CARSON CITY — A federal appeals court Thursday struck down a Nevada prison policy imposed to crack down on sex between inmates and correctional officers at a women’s prison that was described as an “uninhibited sexual environment.”
The 9th U.S. Circuit Court of Appeals in San Francisco ruled that requiring supervisory positions be held only by female correctional officers discriminates against male employees.
“Precluding men from serving in supervisory positions in women’s prisons is not a substitute for effective leadership and enforcement of workplace rules,” Circuit Judge Marsha S. Berzon wrote for the three-judge panel.

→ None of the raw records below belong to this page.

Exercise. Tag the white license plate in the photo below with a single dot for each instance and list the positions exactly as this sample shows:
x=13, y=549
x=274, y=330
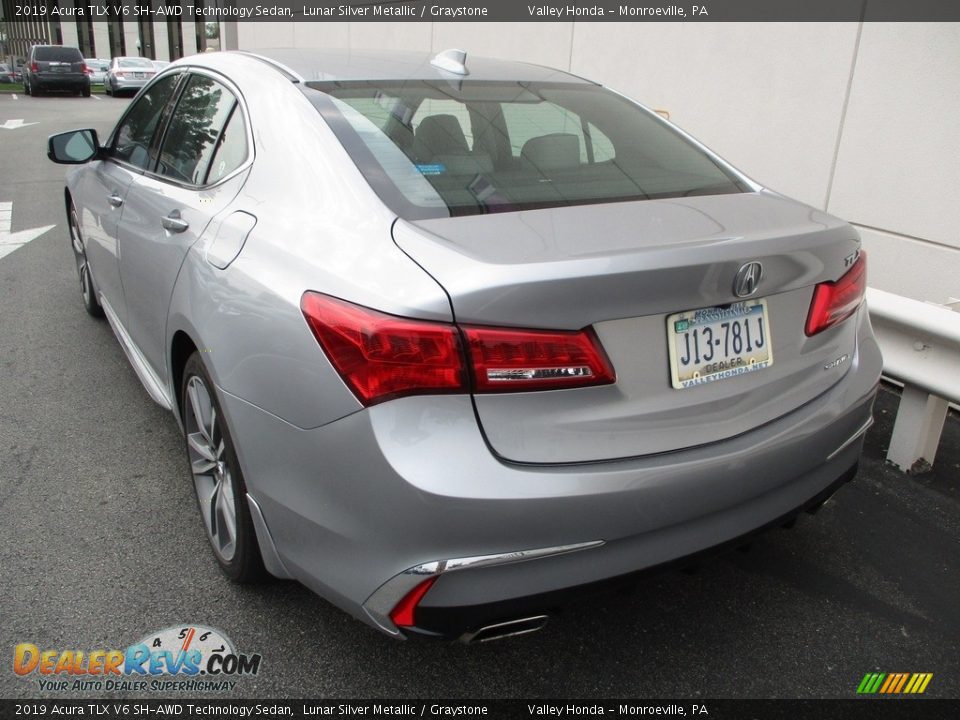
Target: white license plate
x=716, y=343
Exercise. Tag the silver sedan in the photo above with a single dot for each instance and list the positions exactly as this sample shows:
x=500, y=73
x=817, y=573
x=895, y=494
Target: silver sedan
x=451, y=338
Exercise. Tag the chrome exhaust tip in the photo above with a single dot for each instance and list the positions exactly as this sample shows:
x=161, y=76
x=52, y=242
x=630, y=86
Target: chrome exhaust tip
x=511, y=628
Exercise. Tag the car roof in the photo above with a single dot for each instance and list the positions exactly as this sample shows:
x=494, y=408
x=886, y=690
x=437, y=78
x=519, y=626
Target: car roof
x=345, y=65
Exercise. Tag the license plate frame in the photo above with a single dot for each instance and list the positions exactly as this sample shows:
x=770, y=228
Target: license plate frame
x=752, y=317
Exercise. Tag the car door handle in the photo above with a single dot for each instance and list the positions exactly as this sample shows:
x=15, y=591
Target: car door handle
x=174, y=223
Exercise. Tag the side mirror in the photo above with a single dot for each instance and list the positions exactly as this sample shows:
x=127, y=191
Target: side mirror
x=73, y=148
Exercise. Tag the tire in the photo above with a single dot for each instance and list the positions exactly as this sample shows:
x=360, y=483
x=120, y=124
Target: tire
x=88, y=291
x=217, y=478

Howard Skolnik, director of the Nevada Department of Corrections, said Thursday the policy no longer exists.
“We have male lieutenants at that facility,” he said. “It’s been like that since I’ve been director” since February 2007.
John Marcin, a Las Vegas lawyer representing four male correctional officers who filed the original lawsuit in 2006, did not immediately respond to telephone and e-mail messages seeking comment.

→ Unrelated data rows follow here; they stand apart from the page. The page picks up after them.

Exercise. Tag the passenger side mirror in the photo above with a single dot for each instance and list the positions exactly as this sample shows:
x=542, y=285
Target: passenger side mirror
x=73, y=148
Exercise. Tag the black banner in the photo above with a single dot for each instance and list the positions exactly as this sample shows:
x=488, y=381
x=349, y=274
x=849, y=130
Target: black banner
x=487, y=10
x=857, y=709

The policy was imposed at the Southern Nevada Women’s Correctional Facility after an inmate became pregnant by a male guard in 2003. The prison at the time was run by a private company, Corrections Corporation of America, which pulled out of its contract after the scandal.
An investigation by the inspector general uncovered “widespread knowledge” that inmates traded sex with guards for favors and privileges.

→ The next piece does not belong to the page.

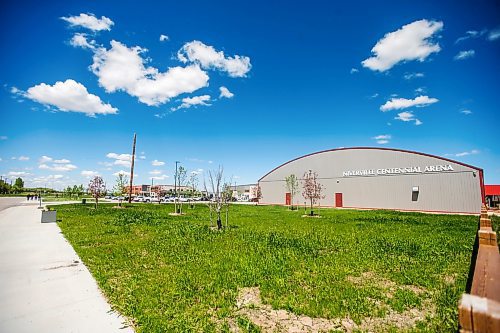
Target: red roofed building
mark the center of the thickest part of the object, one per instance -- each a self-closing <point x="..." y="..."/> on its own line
<point x="492" y="194"/>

The inspector general interviewed about 200 inmates and noted “frequent instances of inappropriate staff/inmate interaction,” and that in exchange for sex, prison staff “routinely” supplied inmates with alcohol, drugs, cosmetics and jewelry, court documents stated.
Jackie Crawford, former state corrections director, imposed the policy after the state took back operation of the prison.
Four male correctional officers — Edward Breiner, Loren Chapulin, Jimmie McNeal and Randy Stout — took the gender restriction on lieutenant positions to the Equal Employment Opportunity Commission and then sued, arguing it discriminated against men. Each man sought more than $300,000 in damages.
A lower court sided with the Department of Corrections and granted it summary judgment, finding in its favor without trial.
The appeals court panel reversed that action and sent the case back to U.S. District Court.